Some people think building a good machine learning classifier is easy. You just grab some data, the thinking goes, do some feature selection, if necessary, pump the data through some black box classifier, such as a naive bayes classifier or a decision tree, and presto, you have yourself a model.
In fact, nothing could be further from the truth. Building a good predictive model is often painfully hard work. The more common scenario I find in the business world is you have gobs of data, more than you would ever know what to do with. Not only that but you have an incredibly large number of potential predictors you can draw from, often in the hundreds, sometimes in the tens of thousands.
Where things get difficult is that most of the data, in its raw form, is often unusable, containing little predictive value. So what is required is knowledge of the domain and a sometimes painstaking process of examining the variables you have and figuring out the correct representation, i.e. how to transform those variables into variables that are predictive. In my opinion, this process is not only the hardest part, but also is critical in squeezing every last bit of accuracy into the model and taking what would otherwise be barely better than using some common sense heuristic rules into one that is gold-standard, leaps and bounds better than anything that could every built manually without using machine learning techniques.
Unfortunately, assuming you have all the right variables in place, you're barely half way done. In reality, you have to go through many iterations of of tuning the classifier. There are many different kinds of tuning that may be required. They include making sure the model does not overfit the data and making sure the learning gradient is as steep as possible so training finishes as quickly as possible.

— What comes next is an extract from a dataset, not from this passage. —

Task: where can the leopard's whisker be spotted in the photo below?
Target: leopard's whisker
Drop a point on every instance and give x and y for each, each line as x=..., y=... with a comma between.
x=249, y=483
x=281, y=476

Actually the type of tuning most people forget to do is by far the most important one: calibrating the model to the real world. This means, for one, making sure the predicted class distribution matches the actual class distribution. Novices often forget this, run their model against a validation set, see that they get a very high accuracy and think they have a winning model when in fact all they have done is learn to say "yes" on every decision where 95% of all decisions are yes.
Beyond that, you also have many other things to take into account, including the cost of different types of incorrect predictions. Sometimes these costs are equal but not always. The 5% of cases that are no, in the last example, could be worth a lot more than the yeses in terms of cost however it's defined. Building a good cost model can in some cases be extremely difficult and can require a lot of tedious analysis.
Of course, all the satisfaction comes at the end once you've built the model, deployed it into production, and are able to verify that yes the damn thing actually works.